Nossa Senhora da Graça em S. Pedro de Manteigas
Por Joaquim Teles Sampaio
A Lenda na voz do povo
Vem de tempos imemoriais a lenda que ecoa na voz do povo de que a imagem de Nossa Senhora da Graça foi encontrada num silvado, apresentando uma arranhadela de silva que ninguém conseguia apagar; que a imagem transpirava, apresentando estranha humidade que era necessário limpar, com frequência. A tradição atribui-lhe uma milagrosa intervenção a favor de uns navegantes que, surpreendidos em alto mar, por forte tempestade que os ameaçava submergir tendo implorado a protecção divina, em hora tão aflitiva, lhes apareceu Nossa Senhora que, sorrindo-lhes, os conduziu a porto seguro. A tradição, envolta em lenda, acrescenta que os ditos navegantes teriam vindo encontrar aqui, nas faldas da Serra da Estrela, exactamente a mesma imagem que lhes tinha sorrido no alto mar. Não demoraram a levantar-lhe altar e prestar culto e fervorosa devoção. Talvez a letra de alguns cânticos actuais tenha raízes na lenda:
Vês a tempestade
Sobre nós pender
Por tua piedade
Nos vem defender.
Se nuvem sombria S’estende no ar
Dissipa-a, Maria
Com o teu olhar.
Na longa agonia
Do seu navegar,
O nauta confia
Na Estrela do Mar.
As ondas amansa Senhora, lhe diz:
Conduz-m’em bonança
A porto feliz. (1)
A verdade histórica
Em 1757, dois anos após o terramoto que devastou Lisboa, o padre oratoriano Luís Cardoso, membro da Academia Real da História, que há vinte anos atrás solicitava informações aos párocos das cidades, vilas e lugares para elaborar o Dicionário Geográfico do Reino de Portugal, pediu à Secretaria de Estado para obter dos mesmos párocos “Novas Descrições das suas freguesias com aquelas escrupulosas miudezas” que lhes diziam respeito.
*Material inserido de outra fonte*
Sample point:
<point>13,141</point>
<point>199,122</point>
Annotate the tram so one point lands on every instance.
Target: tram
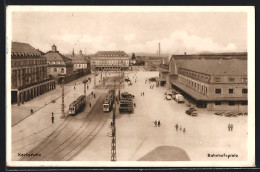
<point>108,102</point>
<point>77,105</point>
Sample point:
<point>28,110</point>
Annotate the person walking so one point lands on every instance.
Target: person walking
<point>231,127</point>
<point>176,126</point>
<point>52,117</point>
<point>155,123</point>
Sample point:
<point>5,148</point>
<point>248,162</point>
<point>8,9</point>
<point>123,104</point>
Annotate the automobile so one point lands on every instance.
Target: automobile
<point>168,97</point>
<point>152,79</point>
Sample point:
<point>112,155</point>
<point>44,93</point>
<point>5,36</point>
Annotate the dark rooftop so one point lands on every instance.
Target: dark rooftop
<point>19,48</point>
<point>111,54</point>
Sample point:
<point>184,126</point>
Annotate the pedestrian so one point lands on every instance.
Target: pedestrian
<point>52,117</point>
<point>176,126</point>
<point>155,123</point>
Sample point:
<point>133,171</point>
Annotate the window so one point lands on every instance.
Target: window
<point>217,79</point>
<point>244,90</point>
<point>244,79</point>
<point>231,79</point>
<point>218,90</point>
<point>231,103</point>
<point>244,103</point>
<point>218,103</point>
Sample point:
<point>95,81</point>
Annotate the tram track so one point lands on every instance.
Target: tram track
<point>73,145</point>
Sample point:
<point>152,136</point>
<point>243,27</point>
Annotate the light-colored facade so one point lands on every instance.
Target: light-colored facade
<point>218,82</point>
<point>29,73</point>
<point>110,60</point>
<point>80,61</point>
<point>58,64</point>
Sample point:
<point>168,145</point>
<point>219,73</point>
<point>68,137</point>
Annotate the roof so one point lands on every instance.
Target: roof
<point>21,49</point>
<point>111,54</point>
<point>79,57</point>
<point>214,66</point>
<point>55,55</point>
<point>197,96</point>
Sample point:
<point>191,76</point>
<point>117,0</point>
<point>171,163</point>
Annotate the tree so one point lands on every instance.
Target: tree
<point>133,56</point>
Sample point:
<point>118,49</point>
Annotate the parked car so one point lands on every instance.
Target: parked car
<point>179,98</point>
<point>168,97</point>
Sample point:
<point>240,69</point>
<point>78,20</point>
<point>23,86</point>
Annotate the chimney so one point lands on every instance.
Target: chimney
<point>159,49</point>
<point>54,48</point>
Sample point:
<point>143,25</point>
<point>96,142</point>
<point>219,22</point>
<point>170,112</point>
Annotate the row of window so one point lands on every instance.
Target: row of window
<point>195,85</point>
<point>28,62</point>
<point>230,79</point>
<point>231,103</point>
<point>194,74</point>
<point>111,55</point>
<point>230,90</point>
<point>55,70</point>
O Marquês de Pombal atendeu o seu pedido e mandou fazer “interrogatórios” com a indicação concreta: “O que se pretende saber dessa terra”.
Deviam os párocos responder, em letra legível e sem breves, a um importante questionário, dividido em três partes. O ponto sete da primeira parte, referindo-se à igreja, pedia informações claras sobre o orago, o número de altares e a que santos pertenciam. (2)
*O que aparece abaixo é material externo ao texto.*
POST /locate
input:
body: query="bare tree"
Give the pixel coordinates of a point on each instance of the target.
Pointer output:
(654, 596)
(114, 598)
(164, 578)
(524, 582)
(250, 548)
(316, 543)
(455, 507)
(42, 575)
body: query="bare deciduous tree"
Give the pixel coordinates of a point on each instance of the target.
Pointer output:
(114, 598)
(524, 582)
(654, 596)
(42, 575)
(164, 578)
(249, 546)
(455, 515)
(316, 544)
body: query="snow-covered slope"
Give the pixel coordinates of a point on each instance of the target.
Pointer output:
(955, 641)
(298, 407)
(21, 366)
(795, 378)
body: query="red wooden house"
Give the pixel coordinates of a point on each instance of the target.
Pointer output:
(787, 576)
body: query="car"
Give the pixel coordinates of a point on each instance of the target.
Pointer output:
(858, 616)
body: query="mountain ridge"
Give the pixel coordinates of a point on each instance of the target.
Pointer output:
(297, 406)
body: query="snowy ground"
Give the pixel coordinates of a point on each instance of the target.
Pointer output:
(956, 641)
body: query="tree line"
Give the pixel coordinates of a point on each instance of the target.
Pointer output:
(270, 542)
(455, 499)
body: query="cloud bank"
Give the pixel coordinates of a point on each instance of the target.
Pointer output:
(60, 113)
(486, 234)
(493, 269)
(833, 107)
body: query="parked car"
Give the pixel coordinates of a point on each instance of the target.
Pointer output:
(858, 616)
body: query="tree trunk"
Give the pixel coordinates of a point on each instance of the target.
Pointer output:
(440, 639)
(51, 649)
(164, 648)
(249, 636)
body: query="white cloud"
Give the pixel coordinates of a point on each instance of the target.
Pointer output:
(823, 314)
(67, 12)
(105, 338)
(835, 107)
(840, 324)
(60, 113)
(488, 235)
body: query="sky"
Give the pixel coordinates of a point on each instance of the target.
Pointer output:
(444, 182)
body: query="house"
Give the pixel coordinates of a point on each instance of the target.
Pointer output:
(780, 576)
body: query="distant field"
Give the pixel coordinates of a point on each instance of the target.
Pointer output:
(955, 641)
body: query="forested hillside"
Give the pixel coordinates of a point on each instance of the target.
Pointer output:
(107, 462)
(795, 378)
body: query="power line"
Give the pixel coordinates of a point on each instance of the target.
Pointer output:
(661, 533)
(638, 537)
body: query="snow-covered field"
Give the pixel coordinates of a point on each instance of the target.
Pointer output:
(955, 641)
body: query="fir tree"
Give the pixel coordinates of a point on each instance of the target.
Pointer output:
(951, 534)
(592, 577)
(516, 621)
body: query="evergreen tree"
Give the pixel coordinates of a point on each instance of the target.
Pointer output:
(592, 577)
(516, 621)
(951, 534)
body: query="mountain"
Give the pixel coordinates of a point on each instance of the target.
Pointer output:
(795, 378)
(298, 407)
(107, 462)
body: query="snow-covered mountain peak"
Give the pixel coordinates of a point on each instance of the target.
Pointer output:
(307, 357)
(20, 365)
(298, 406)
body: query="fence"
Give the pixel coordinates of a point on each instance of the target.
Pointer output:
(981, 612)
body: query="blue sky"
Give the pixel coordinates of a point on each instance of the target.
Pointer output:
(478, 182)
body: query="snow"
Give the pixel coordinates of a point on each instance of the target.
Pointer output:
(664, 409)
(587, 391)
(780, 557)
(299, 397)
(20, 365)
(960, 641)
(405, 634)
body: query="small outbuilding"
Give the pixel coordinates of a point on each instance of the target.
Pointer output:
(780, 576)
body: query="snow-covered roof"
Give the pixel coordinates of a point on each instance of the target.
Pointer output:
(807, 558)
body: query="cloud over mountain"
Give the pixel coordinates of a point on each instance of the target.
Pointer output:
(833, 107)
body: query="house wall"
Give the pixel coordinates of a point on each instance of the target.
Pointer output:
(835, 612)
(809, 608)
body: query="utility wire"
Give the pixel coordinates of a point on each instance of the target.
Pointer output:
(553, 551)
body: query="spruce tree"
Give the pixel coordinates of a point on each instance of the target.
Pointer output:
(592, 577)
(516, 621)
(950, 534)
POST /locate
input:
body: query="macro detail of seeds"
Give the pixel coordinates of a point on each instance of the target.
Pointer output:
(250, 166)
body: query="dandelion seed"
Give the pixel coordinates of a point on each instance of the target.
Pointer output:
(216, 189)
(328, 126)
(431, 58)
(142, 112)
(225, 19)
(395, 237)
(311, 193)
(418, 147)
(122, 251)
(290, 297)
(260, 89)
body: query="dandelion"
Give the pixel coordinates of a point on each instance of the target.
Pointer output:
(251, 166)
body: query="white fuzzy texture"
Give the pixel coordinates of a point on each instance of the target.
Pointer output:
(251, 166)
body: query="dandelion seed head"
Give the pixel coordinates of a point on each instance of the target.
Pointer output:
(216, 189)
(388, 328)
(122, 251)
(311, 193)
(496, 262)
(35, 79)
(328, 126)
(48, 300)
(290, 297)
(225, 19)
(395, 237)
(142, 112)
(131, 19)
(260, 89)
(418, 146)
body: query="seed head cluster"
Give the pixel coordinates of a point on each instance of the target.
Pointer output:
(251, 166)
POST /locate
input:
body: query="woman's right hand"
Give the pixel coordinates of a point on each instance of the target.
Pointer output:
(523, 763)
O então vigário de São Pedro de Manteigas, padre Manuel Barbas de Morais, respondeu a este “interrogatório”, dizendo: “A igreja de São Pedro tem cinco altares, o maior é o do Santíssimo, os colaterais um é do Senhor Jesus e outro da Senhora da Graça e os outros dois Almas e Santo António”. (3)
Se em 1757 já existia o altar de Nossa Senhora da Graça, é de supor que o culto e devoção já fossem notórios e viessem de tempos mais remotos.
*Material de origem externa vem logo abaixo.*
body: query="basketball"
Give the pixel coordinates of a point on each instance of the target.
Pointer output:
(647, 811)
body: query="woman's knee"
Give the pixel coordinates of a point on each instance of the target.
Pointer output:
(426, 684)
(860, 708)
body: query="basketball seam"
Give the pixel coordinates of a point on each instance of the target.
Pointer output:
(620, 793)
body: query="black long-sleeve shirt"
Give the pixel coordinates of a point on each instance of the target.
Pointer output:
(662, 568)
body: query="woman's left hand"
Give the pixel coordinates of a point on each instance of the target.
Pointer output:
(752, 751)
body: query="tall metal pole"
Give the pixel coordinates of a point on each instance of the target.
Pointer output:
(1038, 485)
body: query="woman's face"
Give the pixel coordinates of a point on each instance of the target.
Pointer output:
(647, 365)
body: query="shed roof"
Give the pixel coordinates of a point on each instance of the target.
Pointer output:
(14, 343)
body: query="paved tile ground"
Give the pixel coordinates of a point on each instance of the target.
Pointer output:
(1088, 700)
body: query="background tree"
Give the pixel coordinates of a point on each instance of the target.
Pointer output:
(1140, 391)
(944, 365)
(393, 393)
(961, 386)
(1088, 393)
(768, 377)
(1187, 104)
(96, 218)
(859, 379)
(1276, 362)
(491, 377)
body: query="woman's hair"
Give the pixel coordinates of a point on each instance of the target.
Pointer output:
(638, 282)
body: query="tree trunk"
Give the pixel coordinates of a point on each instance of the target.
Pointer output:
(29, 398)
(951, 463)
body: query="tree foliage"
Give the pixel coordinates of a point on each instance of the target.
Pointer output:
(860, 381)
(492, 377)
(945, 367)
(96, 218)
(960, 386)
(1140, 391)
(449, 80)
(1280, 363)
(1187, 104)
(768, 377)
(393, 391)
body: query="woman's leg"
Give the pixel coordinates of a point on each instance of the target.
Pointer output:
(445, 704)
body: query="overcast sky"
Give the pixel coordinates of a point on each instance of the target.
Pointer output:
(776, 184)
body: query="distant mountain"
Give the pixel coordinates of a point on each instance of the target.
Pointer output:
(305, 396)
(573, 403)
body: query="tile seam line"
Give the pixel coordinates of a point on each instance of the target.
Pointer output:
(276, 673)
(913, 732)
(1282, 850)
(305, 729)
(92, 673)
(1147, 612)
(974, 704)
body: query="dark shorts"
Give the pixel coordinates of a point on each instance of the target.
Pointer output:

Em 1321 havia já em Manteigas duas paróquias, uma vez que as igrejas de Santa Maria e de São Pedro figuram no Catálogo das igrejas, comendas e mosteiros existentes em Portugal em 1320, catálogo publicado por Fortunato de Almeida. Na frontaria principal da igreja de São Pedro está uma imagem, em Pedra de Ançã dos fins do século XIV.
O culto a Nossa Senhora da Graça no país e na diocese da Guarda
Em Portugal, mais de uma centena de paróquias têm como orago Nossa Senhora da Graça. Na diocese da Guarda, a mais graciana de todas, Ela é padroeira de dezoito paróquias: Avelãs da Ribeira (Guarda), Castanheira (Trancoso), Castelo Novo, Fiães, Fomotelheiro, Freches, Gonçalbocas, Nespereira, Póvoa do Concelho, Rio de Mel, Sobral da Serra, Sorval, Valverde, Vale de Mouro, Vascoveiro, Vela, Vila Ruiva e Vilares.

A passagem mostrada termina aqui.